La durée de la concession diffère selon les municipalités et les associations comme The Royal Parks, où par exemple, elle est valable dix ans, date à laquelle elle peut être renouvelée. A contrario à Islington, la concession n’a pas de limite. “De nombreux bancs de nos parcs ont plus de 30 ans”, détaille la municipalité, “cependant, si le banc est endommagé ou s’il devient peu rentable de le réparer, nous le retirerons afin de maintenir un environnement sûr pour les utilisateurs du parc”.
A Kensington and Chelsea, la durée est entre 15 et 20 ans, mais sans aucune garantie, précise le borough. “Une fois qu’un banc a été retiré, il n’y a pas de droit automatique au renouvellement”. L’espace peut être remis à disposition. “Si la personne souhaite acheter un nouveau banc, cela sera traité comme une nouvelle demande et elle sera placée sur la liste d’attente le cas échéant”, précise la municipalité de l’ouest de Londres.
Le prix de la location n’est pas donné. Le montant est fixé selon les councils ou les associations.

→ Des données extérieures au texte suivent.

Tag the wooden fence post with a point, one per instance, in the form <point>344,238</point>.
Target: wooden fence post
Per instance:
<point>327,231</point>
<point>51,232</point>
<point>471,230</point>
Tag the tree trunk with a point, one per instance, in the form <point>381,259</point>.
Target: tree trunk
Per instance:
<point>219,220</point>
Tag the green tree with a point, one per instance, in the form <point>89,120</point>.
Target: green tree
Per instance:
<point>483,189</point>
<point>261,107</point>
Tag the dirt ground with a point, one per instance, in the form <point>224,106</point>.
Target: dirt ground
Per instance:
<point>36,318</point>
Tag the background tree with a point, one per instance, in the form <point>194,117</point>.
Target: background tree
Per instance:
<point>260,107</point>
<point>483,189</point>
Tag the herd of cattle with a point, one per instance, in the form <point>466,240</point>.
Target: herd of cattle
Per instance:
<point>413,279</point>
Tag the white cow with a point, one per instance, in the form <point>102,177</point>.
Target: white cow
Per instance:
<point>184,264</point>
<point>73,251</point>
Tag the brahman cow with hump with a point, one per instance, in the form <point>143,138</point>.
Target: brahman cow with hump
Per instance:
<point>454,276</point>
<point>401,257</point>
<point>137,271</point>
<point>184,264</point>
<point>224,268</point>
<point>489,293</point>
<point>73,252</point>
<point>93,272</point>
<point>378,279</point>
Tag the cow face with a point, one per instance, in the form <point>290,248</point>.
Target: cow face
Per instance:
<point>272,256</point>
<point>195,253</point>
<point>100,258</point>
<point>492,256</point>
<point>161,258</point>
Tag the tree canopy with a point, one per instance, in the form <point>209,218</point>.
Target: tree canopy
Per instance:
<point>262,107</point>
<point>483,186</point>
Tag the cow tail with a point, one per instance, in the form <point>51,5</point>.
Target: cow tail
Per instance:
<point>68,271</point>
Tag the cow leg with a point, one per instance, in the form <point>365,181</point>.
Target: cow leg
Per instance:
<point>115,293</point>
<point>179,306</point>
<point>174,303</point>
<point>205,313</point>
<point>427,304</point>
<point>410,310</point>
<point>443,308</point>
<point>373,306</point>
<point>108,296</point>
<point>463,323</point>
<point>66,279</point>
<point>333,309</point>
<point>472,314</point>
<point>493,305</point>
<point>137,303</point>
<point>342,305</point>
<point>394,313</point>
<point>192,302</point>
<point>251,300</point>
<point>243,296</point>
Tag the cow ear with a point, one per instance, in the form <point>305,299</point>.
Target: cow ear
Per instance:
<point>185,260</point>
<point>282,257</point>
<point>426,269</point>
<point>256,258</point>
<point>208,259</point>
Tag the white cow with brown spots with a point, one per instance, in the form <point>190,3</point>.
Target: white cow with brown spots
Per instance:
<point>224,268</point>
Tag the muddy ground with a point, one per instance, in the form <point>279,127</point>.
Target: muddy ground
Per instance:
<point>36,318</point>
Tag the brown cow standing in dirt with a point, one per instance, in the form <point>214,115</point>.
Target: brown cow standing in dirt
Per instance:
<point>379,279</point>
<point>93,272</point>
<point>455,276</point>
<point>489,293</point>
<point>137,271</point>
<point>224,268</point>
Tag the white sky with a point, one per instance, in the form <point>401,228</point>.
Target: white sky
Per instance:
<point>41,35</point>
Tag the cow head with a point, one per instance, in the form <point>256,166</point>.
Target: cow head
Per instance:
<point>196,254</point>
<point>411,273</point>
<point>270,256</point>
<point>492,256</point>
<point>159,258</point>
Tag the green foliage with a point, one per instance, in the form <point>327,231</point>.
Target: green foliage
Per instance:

Ainsi à titre d’exemple, à Islington, il faut compter entre £850 et £1,000 ; à Kensington and Chelsea, 1,180 £, incluant la livraison et l’installation ; à Camden, entre £1,770 et £2,850 ; à Lambeth, entre £1,000 et £2,500 ; à Tower Hamlets, entre £750 et £1,250 si le banc est inclus ; à Westminster £1,336.20. Un coût très élevé pour une concession valable en moyenne 10 ans, mais moins que si le banc se trouve dans un des parcs royaux londoniens. “Nous demandons £7,500 pour un banc à Richmond Park, Bushy Park ou au cimetière de Brompton, et £10,000 pour les parcs du centre de Londres”, détaille The Royal Parks, ajoutant, “nous avons également la possibilité de réserver des bancs à Bushy Park et à Greenwich Park, pour lesquels nous demandons une contribution de £5,000”. Par ailleurs, dans certains endroits de Greenwich Park, le prix de la concession peut s’élever à £15,000.
L’association The Royal Parks explique qu’un quart du coût sert à l’achat et à l’entretien des bancs dans les parcs royaux, “contribuant ainsi à rendre les espaces dont nous avons la garde plus accessibles à tous”. Les 75% restants contribuent aux coûts plus larges de fonctionnement et d’entretien des parcs. “La générosité de nos donateurs aide à l’aménagement et l’entretien des terrains de jeux, des étangs, des jardins et des centres d’apprentissage”. Pour Greenwich Park, les £15,000 demandés permet de soutenir le projet caritatif Greenwich Park Revealed, qui vise à restaurer le paysage du parc du XVIIe siècle, à ouvrir de nouvelles installations d’apprentissage communautaires et à planter 2,000 arbres et arbustes indigènes, diversifiés et respectueux de la faune.